To: Ingo Molnar <mingo@elte.hu>
Cc: Lee Revell <rlrevell@joe-job.com>, Free Ekanayaka <free@agnula.org>,
       Eric St-Laurent <ericstl34@sympatico.ca>,
       linux-kernel <linux-kernel@vger.kernel.org>,
       "K.R. Foley" <kr@cybsft.com>,
       Felipe Alfaro Solana <lkml@felipe-alfaro.com>,
       Daniel Schmitt <pnambic@unu.nu>,
       "P.O. Gaillard" <pierre-olivier.gaillard@fr.thalesgroup.com>,
       nando@ccrma.stanford.edu, luke@audioslack.com, free78@tin.it
From: Mark_H_Johnson@raytheon.com
Subject: Re: [patch] voluntary-preempt-2.6.9-rc1-bk4-R1
Date: Tue, 7 Sep 2004 11:54:22 -0500
Message-ID: <OFD3DB738F.105F62D0-ON86256F08.005CDE25-86256F08.005CDE44@raytheon.com>
MIME-Version: 1.0
Content-type: text/plain; charset=US-ASCII
Sender: linux-kernel-owner@vger.kernel.org
Content-Length: 11974
Lines: 308

Results from this morning's test with -R1 and some follow up on
related messages.

Two runs with -R1 plus the following changes
 - a change to the ensonic driver to reduce latency
 - added mcount() calls in sched.c and timer_tsc.c
 - disabled inline functions in sched.c
The last two so we can see the steps a little more clearly.

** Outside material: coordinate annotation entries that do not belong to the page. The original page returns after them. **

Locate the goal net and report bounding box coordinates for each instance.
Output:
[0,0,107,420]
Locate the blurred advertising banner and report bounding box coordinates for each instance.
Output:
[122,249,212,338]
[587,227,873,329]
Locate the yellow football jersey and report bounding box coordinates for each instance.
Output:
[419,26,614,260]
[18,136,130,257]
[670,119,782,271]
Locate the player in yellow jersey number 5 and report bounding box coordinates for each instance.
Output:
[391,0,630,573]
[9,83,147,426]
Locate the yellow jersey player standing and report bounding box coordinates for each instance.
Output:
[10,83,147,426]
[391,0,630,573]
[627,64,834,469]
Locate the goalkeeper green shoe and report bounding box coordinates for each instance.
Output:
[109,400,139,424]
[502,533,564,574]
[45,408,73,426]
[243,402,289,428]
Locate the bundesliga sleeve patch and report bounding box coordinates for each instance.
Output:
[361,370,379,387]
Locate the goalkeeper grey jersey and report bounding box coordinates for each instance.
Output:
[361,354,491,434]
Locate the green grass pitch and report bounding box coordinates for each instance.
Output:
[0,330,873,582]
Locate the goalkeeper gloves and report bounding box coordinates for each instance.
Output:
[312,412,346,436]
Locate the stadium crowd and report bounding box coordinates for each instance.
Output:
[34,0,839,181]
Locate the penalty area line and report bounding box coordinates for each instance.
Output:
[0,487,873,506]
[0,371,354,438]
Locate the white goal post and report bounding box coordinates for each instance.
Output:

The differences between the runs was:
 - first run had DRI and hardware acceleration enabled
 - second run disabled DRI / hardware acceleration
as suggested by Lee Revell.

>From Lee Revell <rlrevell@joe-job.com>
>This is looking more and more like a video driver problem:
>...
>The easiest way to eliminate this possibility is to disable DRI and set
>'Option "NoAccel"' in your X config.  Do you get the same mysterious
>latencies with this setting?

I am not sure I see any significant differences in latencies. Most of
the large delays occur during disk reads and the number of traces >
500 usec was over 100 in both tests (about 30 minutes each). There were
also more latency traces per minute during disk reads when DRI was
disabled. There were however none of the "find_next_bit" traces in the
NoAccel run with significant time delays so that may indicate some
display problems but not sure. See below for details.

Side Comment
============

If you look at the date / time of the traces, you will notice that
most occur in the latter part of the test. This is during the
"disk copy" and "disk read" parts of the testing. To illustrate, the
first 10 traces take about 20 minutes to collect; the last 90 are
collected in 15 and 9 minutes (first and second test).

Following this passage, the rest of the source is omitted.